The marks of the survey made at the instance of Mrs. Chavenne in 1912 or 1913 were no doubt the same noted by Mr. Mandell in his procès verbal as still showing on the ground between the two lots.
There is, moreover, evidence to the effect that defendant, previous to filing her answer in this suit, did not claim the fence and outbuilding as the boundary line between her and the plaintiff.
A negro named Dan Reed testified that he was employed by Mr. De Bakey to plant a hedge along the fence next to the defendant, and that, while so engaged. Mrs. Prater stopped him. The witness relates what she said to him as follows: "She told me I am not to plant on there because that was on her land" — that afterwards Mr. De Bakey came and the defendant, Mrs. Prater, showed him (Reed) in the presence of Mr. De Bakey where her line ran, and it was about 4 feet beyond the fence toward Mr. De Bakey's house.
The plaintiff testifies that he sent Dan Reed to plant a hedge, and the defendant, Mrs. Prater, came out and claimed 12 feet inside the fence on his property. He says that he went there in the afternoon and took his man back, and Mrs. Prater came there and told him that she did not mind for him to plant the hedge there, but that the fence was not the line; that some day she might sell the property and make him take the hedge off. "`Well, Mrs. Prater,' I said, `ain't that fence the line?' She said, `No. When I bought the property they told me I owned 12 feet Inside the fence on that property.' I said, `Mrs. Prater, I didn't survey the lot. If that is the case, you own 12 feet, we will see and we will survey the lot.'" The testimony of the plaintiff and of Dan Reed is not contradicted. The evidence does not show when this occurrence took place, but it seems probable that it was only a short time previous to the suit.
J.W. Champion testified that he was considering the purchase of plaintiff's property, and with that end in view visiled the place about July 3 or 4, 1931. If this date is correct, it was after defendant's answer was filed. Mr. Champion testified that, while engaged in inspecting plaintiff's property, Mr. Prater and himself had a conversation during which Mr. Prater stated to him that the fence was not on the line but was on his property; that the line between the properties was nearer to the De Bakey house.
Mr. Prater admits that he had a conversation with Mr. Champion, but denies that he made the statement imputed to him. He says that Mr. Champion asked him if the fence was the line, and that he told him, "I suppose so." "I told him I didn't know just where the line was." Mr. Prater says that his wife was present at the time, but we infer from what he says that she may not have heard the conversation between him and Mr. Champion.

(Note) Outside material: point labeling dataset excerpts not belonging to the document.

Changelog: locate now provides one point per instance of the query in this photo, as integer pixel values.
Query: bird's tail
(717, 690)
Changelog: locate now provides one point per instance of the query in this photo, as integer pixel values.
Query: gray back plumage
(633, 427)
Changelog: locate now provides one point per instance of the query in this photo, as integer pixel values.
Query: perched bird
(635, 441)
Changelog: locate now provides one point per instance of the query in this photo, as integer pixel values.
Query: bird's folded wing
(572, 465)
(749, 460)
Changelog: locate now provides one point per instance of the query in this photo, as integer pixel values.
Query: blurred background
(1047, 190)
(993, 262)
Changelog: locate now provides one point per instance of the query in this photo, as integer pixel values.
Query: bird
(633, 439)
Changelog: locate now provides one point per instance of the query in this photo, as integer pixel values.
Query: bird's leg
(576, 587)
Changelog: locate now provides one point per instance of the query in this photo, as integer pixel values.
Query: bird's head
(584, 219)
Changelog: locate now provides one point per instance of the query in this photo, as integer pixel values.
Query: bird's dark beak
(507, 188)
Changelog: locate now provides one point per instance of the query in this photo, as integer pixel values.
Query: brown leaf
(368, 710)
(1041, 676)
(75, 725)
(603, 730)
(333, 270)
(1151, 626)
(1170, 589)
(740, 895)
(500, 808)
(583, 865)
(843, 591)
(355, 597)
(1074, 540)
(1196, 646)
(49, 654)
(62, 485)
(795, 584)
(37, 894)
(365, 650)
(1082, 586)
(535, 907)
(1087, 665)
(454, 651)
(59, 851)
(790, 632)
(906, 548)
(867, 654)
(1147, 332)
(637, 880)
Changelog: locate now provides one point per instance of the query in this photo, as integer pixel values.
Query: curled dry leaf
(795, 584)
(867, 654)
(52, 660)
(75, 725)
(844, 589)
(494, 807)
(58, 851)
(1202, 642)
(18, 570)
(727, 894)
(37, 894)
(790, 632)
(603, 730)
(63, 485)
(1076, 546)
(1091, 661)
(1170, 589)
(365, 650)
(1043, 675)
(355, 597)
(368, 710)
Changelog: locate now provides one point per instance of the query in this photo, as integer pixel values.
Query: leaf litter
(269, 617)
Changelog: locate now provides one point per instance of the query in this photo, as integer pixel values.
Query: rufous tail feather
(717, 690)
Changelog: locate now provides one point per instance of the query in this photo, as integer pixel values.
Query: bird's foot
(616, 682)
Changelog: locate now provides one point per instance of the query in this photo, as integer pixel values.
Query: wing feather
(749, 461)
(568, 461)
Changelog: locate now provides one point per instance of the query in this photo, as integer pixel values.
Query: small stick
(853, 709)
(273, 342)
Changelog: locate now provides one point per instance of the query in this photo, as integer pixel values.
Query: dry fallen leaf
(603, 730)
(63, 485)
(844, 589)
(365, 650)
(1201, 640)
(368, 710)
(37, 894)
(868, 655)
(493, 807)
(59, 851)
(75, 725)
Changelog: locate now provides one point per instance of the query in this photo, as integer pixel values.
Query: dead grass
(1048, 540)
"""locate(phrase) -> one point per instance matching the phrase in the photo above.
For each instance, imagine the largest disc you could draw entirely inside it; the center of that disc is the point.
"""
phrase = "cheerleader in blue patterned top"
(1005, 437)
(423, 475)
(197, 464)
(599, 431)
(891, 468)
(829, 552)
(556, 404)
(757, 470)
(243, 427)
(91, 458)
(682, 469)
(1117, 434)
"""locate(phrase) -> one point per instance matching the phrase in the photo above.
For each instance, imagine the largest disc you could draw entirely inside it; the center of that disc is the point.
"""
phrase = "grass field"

It is clear that a judgment should be rendered putting an end to this dispute, but the plaintiff testified on the trial that he was willing to accept that portion of the shortage in the block proposed in the Mandell procès verbal, and had so advised Mr. Prater. This apportionment will reduce by about 9 inches the frontage which plaintiff's title calls for, and will reduce the defendant's depth or frontage, as it may be, adjoining plaintiff, about 18 inches.
Mr. Burton, surveyor, formerly city surveyor, testifies that the original starting point from which these lots were located as sold by the first owner has been lost; that the streets which bounded the lots were not straight at the time; that he straightened the streets, thereby causing in some instances a shortage in the block. Plaintiff's title calls for certain limits, but, in view of the testimony of Burton, surveyor, I think the limits between plaintiff and defendant should be definitely fixed as proposed in the Mandell survey.
For these reasons I dissent from the opinion and decree of the majority of the court herein.